Lee County Commissioner Brian Hamman was appointed president and CEO of the Greater Fort Myers Chamber of Commerce, replacing Colleen DePasquale and interim CEO Dianna Ryan.
DePasquale provided 11 years of service to the chamber before relocating to Colorado to accept a new chamber position. Hamman was officially hired last week when the commissioners weren’t in session.
“I think this is a great opportunity to continue with my mission of helping to grow the business community, give people great job opportunities so they can stay here and raise a family here and really improve the quality of life of the community,” Hamman said.
Hamman is a Lee County native and has served District 4 as a county commissioner for nearly nine years. The role of a county commissioner is to protect the best interests of the citizens of the county through the adoption of ordinances and resolutions, which then establishes policies and programs.
The chamber represents more than 800 businesses, professionals and individuals throughout Lee County and provides opportunities for members to network with other businesses, become better educated through various chamber-sponsored programs and communicate one-on-one with community leaders.
In his new role, Hamman will direct all business, programs, projects and events of the chamber to promote the growth of businesses and the community.
“The two positions go hand in hand,” he said, confirming he will continue to serve as a county commissioner.
Holding both positions raise concerns of conflicts of interests, since one role is to serve the county and the other to serve a certain group of businesses within the county.
“This is not an appropriate appointment,” said Pamella Seay, law professor at Florida Gulf Coast University.
Before accepting the position, Hamman said he had a conversation with the county attorney to understand what checks and balances and procedures are in place to ensure that there won’t be a conflict of interest by holding both positions.
Commissioners already have a policy in place, where if commissioners do have a conflict of interest, they have the ability to file that and abstain from voting. Hamman confirmed that he will be following the procedures that have already been established.
“He’ll have to recuse himself from a significant number of votes if he stays on as a county commissioner and when he does that, he is not performing his duty as an elected official,” Seay said.
The chamber is also known for lobbying on behalf of the business community, leaving out the interests of individuals in the community, Seay said.
“The priority of the chamber is not the full community,” Seay said. “It lacks fair representation.
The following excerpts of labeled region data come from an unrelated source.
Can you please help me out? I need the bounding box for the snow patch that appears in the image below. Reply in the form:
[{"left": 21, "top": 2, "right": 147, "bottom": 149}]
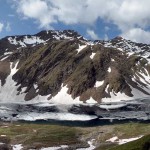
[
  {"left": 41, "top": 145, "right": 68, "bottom": 150},
  {"left": 106, "top": 136, "right": 143, "bottom": 145},
  {"left": 50, "top": 85, "right": 83, "bottom": 104},
  {"left": 76, "top": 45, "right": 87, "bottom": 53},
  {"left": 90, "top": 53, "right": 96, "bottom": 59},
  {"left": 77, "top": 139, "right": 96, "bottom": 150},
  {"left": 108, "top": 67, "right": 111, "bottom": 73},
  {"left": 94, "top": 80, "right": 104, "bottom": 88},
  {"left": 13, "top": 144, "right": 23, "bottom": 150},
  {"left": 86, "top": 97, "right": 97, "bottom": 104},
  {"left": 17, "top": 112, "right": 97, "bottom": 121}
]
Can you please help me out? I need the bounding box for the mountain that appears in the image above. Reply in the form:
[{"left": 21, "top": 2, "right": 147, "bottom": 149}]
[{"left": 0, "top": 30, "right": 150, "bottom": 104}]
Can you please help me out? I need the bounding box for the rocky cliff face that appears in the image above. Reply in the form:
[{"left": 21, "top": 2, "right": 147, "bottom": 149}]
[{"left": 0, "top": 30, "right": 150, "bottom": 104}]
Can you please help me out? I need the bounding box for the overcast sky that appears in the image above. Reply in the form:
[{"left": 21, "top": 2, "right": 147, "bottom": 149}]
[{"left": 0, "top": 0, "right": 150, "bottom": 44}]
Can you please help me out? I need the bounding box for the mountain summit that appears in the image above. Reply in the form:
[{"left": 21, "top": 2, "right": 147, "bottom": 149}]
[{"left": 0, "top": 30, "right": 150, "bottom": 104}]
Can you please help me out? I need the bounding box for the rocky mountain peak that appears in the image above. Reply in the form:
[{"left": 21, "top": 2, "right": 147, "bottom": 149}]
[{"left": 0, "top": 30, "right": 150, "bottom": 103}]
You have a paid advocate for business, sitting on a board that makes decisions relating to those businesses. I see an existing conflict of interest. I do not see how he can avoid that.”
She added that the chamber represents its members, and not all businesses are members or have the same interest as the chamber.
“As the CEO, he is the advocate for the membership of the organization,” she said. “That means he is obviously excluding other people within the county such as retirees, individuals and nonmembers.”
The chamber’s board of directors includes people who work for companies and entities who often benefit from decisions of the Lee County Commission. Hoffmann Family of Companies, Fort Myers Brewing Company, the Boston Red Sox, the Minnesota Twins and several construction companies are among the groups that could benefit from Lee County commissioner decisions that each have representatives on the Fort Myers chamber board of directors.
The Lee County Commission’s code of ethics states no employee shall have or hold any employment or contractual relationship that will create a continuing or frequently recurring conflict of interest between his/her private interests and the performance of his/her official public duties, or would impede the full and faithful discharge of those public duties.
Florida Statute 112.313 paragraph 7 states that no public officer or employee of an agency shall have or hold any employment or contractual relationship with any business entity or any agency which is subject to the regulation of, or is doing business with, an agency of which he or she is an officer or employee.
Both of these are applicable to the situation, according to Seay, who said holding both positions is a bad spot for a commissioner to be in. “I see it as a serious conflict of interest that will create a minimum of frequent conflicts, that he will not be able to vote on certain matters, and the potential existing conflicts, that he has access to private information from the county and negotiations in the county that would have an impact on his membership and perhaps his actions,” she said.
To her, it seems Hamman only has one option. “He needs to make a choice,” Seay said. “Is he going to represent the constituency of the county or is he going to represent a small group of business persons in the county? I don’t see that there is a route for him to do both.”
Despite concern over potential conflicts of interest by holding both positions, Hamman is anticipating his new role and having even more of a presence in the community.
“It makes me even more accessible to the public, because I’ll be out in even more meetings where they can come and talk to me and share their concerns and ideas for helping to improve our community,” Hamman said.